闇のカーニバル (Yami no kanibari)
Released: 1982
Director:
Masashi Yamamoto
Starring:
Kumiko Ota
Akemi Edo
Michiro Endo
Chika
Masashi Yamamoto
Running time: 118 min.
Reviewed by Marc Saint-Cyr
The first image that appears is a crosswalk that fills the screen like a giant set of crosshairs. The camera goes to street level, where it captures the bustling streets of Tokyo. As it passes before the crowds of people, some of them look directly into the lens. A disorienting barrage of music and voices from various advertisements flood the soundtrack, eventually becoming increasingly distorted. The sequence soon shifts into night, showing grainy footage of lit-up corridors and storefronts and trash-strewn alleyways. In a dark, claustrophobic room, a band begins performing to a sparse audience of groggy-looking hangers-on. As a woman sings into the microphone, the film’s opening titles appear.

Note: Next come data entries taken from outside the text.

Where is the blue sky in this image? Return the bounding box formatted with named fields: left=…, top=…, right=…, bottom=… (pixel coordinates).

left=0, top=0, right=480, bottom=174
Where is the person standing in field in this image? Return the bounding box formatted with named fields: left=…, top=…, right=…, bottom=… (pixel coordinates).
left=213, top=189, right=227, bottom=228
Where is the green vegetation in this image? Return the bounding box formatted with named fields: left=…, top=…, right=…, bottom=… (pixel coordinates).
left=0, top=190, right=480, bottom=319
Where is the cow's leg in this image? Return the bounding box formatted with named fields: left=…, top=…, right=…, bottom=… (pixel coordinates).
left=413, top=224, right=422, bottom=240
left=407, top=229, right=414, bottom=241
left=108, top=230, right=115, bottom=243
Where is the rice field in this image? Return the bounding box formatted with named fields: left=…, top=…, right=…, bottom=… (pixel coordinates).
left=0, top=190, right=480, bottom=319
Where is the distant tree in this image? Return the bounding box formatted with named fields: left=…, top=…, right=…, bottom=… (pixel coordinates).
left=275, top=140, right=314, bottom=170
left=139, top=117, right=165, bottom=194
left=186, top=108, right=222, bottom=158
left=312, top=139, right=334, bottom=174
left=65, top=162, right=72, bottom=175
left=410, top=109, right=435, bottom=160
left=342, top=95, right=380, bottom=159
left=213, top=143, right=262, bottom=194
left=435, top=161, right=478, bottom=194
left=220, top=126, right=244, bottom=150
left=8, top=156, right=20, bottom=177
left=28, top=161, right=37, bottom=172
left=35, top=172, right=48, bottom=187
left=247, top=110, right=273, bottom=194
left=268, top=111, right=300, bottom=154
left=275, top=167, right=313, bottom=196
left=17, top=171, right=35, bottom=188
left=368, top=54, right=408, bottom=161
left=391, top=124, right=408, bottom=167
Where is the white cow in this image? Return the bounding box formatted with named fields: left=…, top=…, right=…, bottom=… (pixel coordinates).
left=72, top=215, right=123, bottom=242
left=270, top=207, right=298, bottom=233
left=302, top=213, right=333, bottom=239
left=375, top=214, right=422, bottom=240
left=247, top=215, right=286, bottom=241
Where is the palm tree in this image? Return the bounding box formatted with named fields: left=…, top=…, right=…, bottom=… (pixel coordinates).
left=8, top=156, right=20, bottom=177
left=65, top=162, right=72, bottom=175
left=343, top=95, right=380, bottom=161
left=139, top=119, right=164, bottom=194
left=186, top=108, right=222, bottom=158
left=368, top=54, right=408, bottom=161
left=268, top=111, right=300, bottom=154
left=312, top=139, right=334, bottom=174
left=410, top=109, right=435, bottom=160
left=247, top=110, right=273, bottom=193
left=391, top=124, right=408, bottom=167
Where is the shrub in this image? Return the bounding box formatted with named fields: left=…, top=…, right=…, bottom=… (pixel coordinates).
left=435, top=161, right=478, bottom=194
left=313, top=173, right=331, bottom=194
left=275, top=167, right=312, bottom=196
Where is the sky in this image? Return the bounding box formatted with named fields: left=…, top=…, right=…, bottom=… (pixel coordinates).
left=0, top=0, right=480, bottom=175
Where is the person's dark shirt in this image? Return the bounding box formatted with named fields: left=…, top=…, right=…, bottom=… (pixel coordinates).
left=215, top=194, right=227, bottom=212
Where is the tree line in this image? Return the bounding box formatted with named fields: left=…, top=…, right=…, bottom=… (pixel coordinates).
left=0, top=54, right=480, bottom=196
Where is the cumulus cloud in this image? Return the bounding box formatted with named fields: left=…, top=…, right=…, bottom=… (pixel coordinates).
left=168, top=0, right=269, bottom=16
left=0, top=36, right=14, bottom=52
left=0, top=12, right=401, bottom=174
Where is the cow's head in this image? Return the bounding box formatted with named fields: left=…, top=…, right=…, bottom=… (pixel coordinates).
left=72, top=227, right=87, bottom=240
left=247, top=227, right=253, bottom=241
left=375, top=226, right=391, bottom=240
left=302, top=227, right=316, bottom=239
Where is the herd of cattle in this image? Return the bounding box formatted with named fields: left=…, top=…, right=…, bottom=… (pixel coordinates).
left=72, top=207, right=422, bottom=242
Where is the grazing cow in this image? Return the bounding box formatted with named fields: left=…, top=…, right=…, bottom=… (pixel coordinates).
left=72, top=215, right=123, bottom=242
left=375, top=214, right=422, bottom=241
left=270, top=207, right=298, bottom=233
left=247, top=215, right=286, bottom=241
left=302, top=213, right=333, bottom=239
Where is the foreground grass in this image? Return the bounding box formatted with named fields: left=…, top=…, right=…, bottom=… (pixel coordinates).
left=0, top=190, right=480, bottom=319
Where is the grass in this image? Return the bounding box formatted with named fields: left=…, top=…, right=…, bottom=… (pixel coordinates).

So begins "Carnival in the Night," an early film from Masashi Yamamoto, who directed the counterculture-centered works "Robinson’s Garden" (1987) and "Junk Food" (1997). The singing woman is Kumiko Ota and the closest thing to a main character viewers will get. After the performance, she quits her band and picks up her young son from a daycare. Later, she meets with her ex-husband and leaves the child with him. An excellent piece on the film by Johannes Schönherr at Midnight Eye reveals that Kumiko (called Kumi throughout the film) is her real name, and her real son and ex-husband in fact appear as themselves. Such facts are perhaps not so surprising when you actually watch the film, as its look is very much that of a rough, handheld, zero-budget documentary. While there are fictional segments to the film, very seldom does anything ever feel scripted or simulated, giving the strong impression that Yamamoto simply picked up the first 16mm camera he could find and set off into the streets to record the sketchier denizens and activities of the Tokyo underground. Notably, the audible purring sound of the camera itself can frequently be heard on the soundtrack. Besides Kumi, prominent figures featured throughout "Carnival in the Night" include a dangerous young man named Papou, a girl who captures ravens and tries to sell them to passers-by and a man who draws extremely complex maps of Shinjuku as part of a deranged plan to blow up the entire neighborhood.
Even though the ripples of influence made by Jean-Luc Godard’s "Breathless" stretch far and wide throughout the film world, "Carnival in the Night" perhaps does the single best job of emulating that revolutionary text’s in-the-moment, anything-goes aesthetic. Just as Godard’s film has been described by its maker as “a documentary about Jean-Paul Belmondo and Jean Seberg,” so too could Yamamoto’s film be called a documentary on Kumi and the ecosystem of characters that surrounds her, comprised of a hodgepodge of strange details and occurrences. Early in the film, Kumi reads a bedtime story to her son, the colorful illustrations and soothing lullaby music of the sequence offering a rare moment of peace and innocence. Not too long afterwards, Kumi dons dark glasses and applies lipstick, transforming herself for the night ahead just as the film itself changes to black-and-white. She visits the would-be bomber in the machine-filled basement where he works and borrows a gun from him, later testing it out by shooting a phone booth window. She visits a man and lies on the floor of his apartment in her underwear in a long passage that is not too distant from the famous portion of Breathless set in Seberg’s room. Kumi is at the center of several more remarkable scenes, including a brief encounter on the streets with a friend of hers named Ruby who tells her an amusing anecdote; a dizzying, sweat-stained dance to a funk song in a gay bar and a grisly moment in a junkyard after she is assaulted by a gang of young men.
Those are just some of the many, many events that "Carnival in the Night" is packed to the brim with. Others include Papou’s unsettling outbursts of violence, the raven girl’s infiltration of a cremation facility and a homoerotic encounter that results in an oddly moving, improvised funeral ceremony. There are several more elements that pass before Yamamoto’s unflinching gaze, all surely best left to be discovered by the unsuspecting viewer. The experience provided by "Carnival in the Night" is frequently jarring, always surprising and, given the down-and-dirty corners of Tokyo that it probes, will likely make you want to take a shower after it ends. But as far as fresh, spontaneous, verité-style filmmaking goes, it is an unparalleled treat.